[BUG] continuous_factor errors out in _build_contrast
Describe the bug Setting continuous_factors in a DeseqDataSet exclusively causes an error in DeseqStats when building a contrast. However, if the same factor is included in the design_factors, it is converted to a Categorical type and works without error.
To Reproduce
dds = DeseqDataSet(
adata=adf,
design_factors=["treatment"],
continuous_factors=["time"],
ref_level=["treatment", "CTRL"],
)
stat_res_time = DeseqStats(dds, contrast=["time", "", ""])
The adf.obs.time.dtype is int64. This raises the following in the _build_contrast call:
The contrast variable ('time') should be one of the design factors.
Would just changing the check in _build_contrast in DeseqStats be enough?
pydeseq2 version: 0.4.11
Expected behavior The if statement should also check if the factor is in self.dds.continuous_factors
Screenshots If applicable, add screenshots to help explain your problem.

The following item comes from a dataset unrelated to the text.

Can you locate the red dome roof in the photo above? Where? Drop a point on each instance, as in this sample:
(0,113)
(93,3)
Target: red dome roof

Desktop (please complete the following information): Ubuntu 22.04
Additional context Add any other context about the problem here.
Hi @jeffhsu3,
Continuous factors must indeed also be listed as design factors. (This is the meaning - maybe not so clear - of the error message you get.)
I.e., in your case, the code should be changed to
dds = DeseqDataSet(
adata=adf,
design_factors=["treatment", "time"],
continuous_factors=["time"],
ref_level=["treatment", "CTRL"],
)
stat_res_time = DeseqStats(dds, contrast=["time", "", ""])
You mentioned that this caused time to be treated as a categorical factor, could you provide an example of this behaviour?
Thanks!
Thanks!
The design matrix isn't affected, but the obs df is.
print(adf.obs.time.dtype) # Output: dtype('int64')
# After creating DeseqDataSet
dds = DeseqDataSet(
adata=adf,
design_factors=["treatment", "time"],
continuous_factors=["time"],
ref_level=["treatment", "CTRL"],
)
print(dds.obs.time.dtype) # Output: dtype('O')
print(dds.obsm['design_matrix']) # Output: dtype('int64')
Closing this because of #328